Po posiłku odłożyłam naczynie do zlewu. Chciałam pomóc mamuśce Jinowi, ale podziękował i odmówił. Skierowałam się do pokoju Namjoon'a gdzie znajdowały się moje ubrania z wcześniejszego dnia. Weszłam do pokoju pierwsza. Zaraz po mnie wszedł chłopak unikając mojego wzroku. Usiadłam nie pewnie na łóżku biorąc do ręki telefon by móc sprawdzić godzinę. Nie było mi to dane, gdyż na ekranie pokazał się nieznany zastrzeżony numer. Wciągnęłam nerwowo powietrze.Patrzyłam przez chwilę na ekran nie zwracając uwagi, że leci piosenka Got7. Moje myśli wypełniły pytania.

,,Może powinnam odebrać i powiedzieć by mnie zostawił? A co jeśli przez połączenie mnie namierzy i znajdzie tu ? A co jeśli narzucę na zespół własne kłopoty? " Zacisnęłam oczy powstrzymując łzy. Bałam się go. W końcu urządzenie przestało wydawać dźwięk, a ja poczułam, że ktoś siada obok mnie na łóżku.

-Wszystko w porządku ? - usłyszałam ciepły głos lidera.Spojrzałam w jego stronę. Przyglądał mi się jakby chciał wyczytać z mojej twarzy co się dzieje. Nie sądziłam, że Jhope mu powiedział o całej historii. Prosiłam go aby nikomu o tym nie mówił i ufałam mu. Pokiwałam głową potwierdzająco na co chłopak położył dłoń na moje ramie. - Nie wiem o kogo chodzi,ale jesteś tu bezpieczna. - powiedział delikatnym głosem na co wysłałam nieśmiały uśmiech co odwzajemnił. Tak bardzo chciałam kogoś przytulić. Potrzebowałam czyiś ramion przy, których czułabym się bezpieczna. Co z tego, że uciekłam z domu jak moja mama może być w niebezpieczeństwie ? Ona o niczym nie wiedziała.Nie wspominałam ani słowem o MinHoo. Co zrobił jakiś czas wcześniej. Przeprowadziłyśmy się, ponieważ dostała lepszą pracę akurat w momencie owego dnia kiedy MinHoo się do mnie przystawiał. Zgodziłam się niemal od razu pakując się by wyjechać jak najszybciej.

Spojrzałam chłopakowi w oczy. Takie małe i śliczne.

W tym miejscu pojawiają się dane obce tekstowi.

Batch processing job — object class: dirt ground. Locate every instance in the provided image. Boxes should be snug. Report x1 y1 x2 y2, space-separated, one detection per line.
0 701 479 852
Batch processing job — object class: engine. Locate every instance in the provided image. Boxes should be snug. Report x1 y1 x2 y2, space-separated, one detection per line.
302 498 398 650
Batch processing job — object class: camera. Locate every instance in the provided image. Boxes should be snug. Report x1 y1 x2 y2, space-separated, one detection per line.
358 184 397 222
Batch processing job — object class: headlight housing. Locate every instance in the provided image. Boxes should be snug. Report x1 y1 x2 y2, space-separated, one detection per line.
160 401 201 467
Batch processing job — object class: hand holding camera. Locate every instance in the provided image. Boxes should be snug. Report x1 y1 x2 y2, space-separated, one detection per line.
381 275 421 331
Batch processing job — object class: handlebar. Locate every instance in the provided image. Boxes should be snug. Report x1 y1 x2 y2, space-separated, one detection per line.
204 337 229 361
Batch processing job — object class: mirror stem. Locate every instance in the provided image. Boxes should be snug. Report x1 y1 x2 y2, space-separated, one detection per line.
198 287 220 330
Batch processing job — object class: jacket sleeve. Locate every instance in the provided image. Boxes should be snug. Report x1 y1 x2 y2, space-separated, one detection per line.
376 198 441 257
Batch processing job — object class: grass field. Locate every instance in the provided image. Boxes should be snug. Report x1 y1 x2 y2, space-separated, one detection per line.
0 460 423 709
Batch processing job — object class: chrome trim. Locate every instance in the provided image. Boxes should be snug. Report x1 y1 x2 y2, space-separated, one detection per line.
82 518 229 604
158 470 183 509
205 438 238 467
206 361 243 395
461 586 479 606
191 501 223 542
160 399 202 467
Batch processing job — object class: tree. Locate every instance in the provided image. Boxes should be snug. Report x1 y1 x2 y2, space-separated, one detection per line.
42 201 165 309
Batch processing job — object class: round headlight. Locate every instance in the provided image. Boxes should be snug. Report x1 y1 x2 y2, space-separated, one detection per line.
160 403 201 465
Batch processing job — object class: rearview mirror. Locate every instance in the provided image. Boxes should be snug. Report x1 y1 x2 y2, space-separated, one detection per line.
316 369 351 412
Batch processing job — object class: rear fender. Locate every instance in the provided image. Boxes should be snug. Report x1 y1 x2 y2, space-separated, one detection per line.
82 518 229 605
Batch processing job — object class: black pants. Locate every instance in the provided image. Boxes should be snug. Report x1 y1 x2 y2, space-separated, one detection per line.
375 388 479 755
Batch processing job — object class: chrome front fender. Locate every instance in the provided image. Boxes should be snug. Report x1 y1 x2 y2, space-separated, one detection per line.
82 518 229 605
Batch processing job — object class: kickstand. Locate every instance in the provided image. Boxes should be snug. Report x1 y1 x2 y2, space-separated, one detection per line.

-Słuchaj.. - zaczął- Przepraszam za rano, ja nie chciałem aby tak wyszło. - rzekł po czym podrapał się po karku. Prawie zapomniałamo tym, a on mi przypomniał, nie miałam mu tego za złe.

-Naprawdę nie szkodzi..- mój uśmiech stał się bardziej promienny.Patrzyliśmy sobie w oczy uśmiechając się przez pewien czas a mnie udało się zapomnieć o wszystkich zmartwieniach. W końcu się otrząsnęłam i wstałam. - Muszę wracać do domu.- rzekłam.

-Jin hyung cię odwiezie. Nie martw się. - odpowiedział. Przytaknęłam.

Rozejrzałam się po pomieszczeniu w poszukiwaniu moim spodni. Spojrzałam pytająco na chłopaka.

-Gdzie są moje spodnie ? - zapytałam na co podrapał się znów po karku. Nie czułam nic dobrego.

-Bo.. One były brudne i.. - zaciął się- my je wypraliśmy –dodał szybko na jednym wdechu. Moje spojrzenie przeszywało mężczyznę i powoli robiło w nim dziurę. Zmarszczyłam brwi i ciężko westchnęłam. Jak mam teraz wrocić do domu ? Usiadłam na łóżku bawiąc się palcami.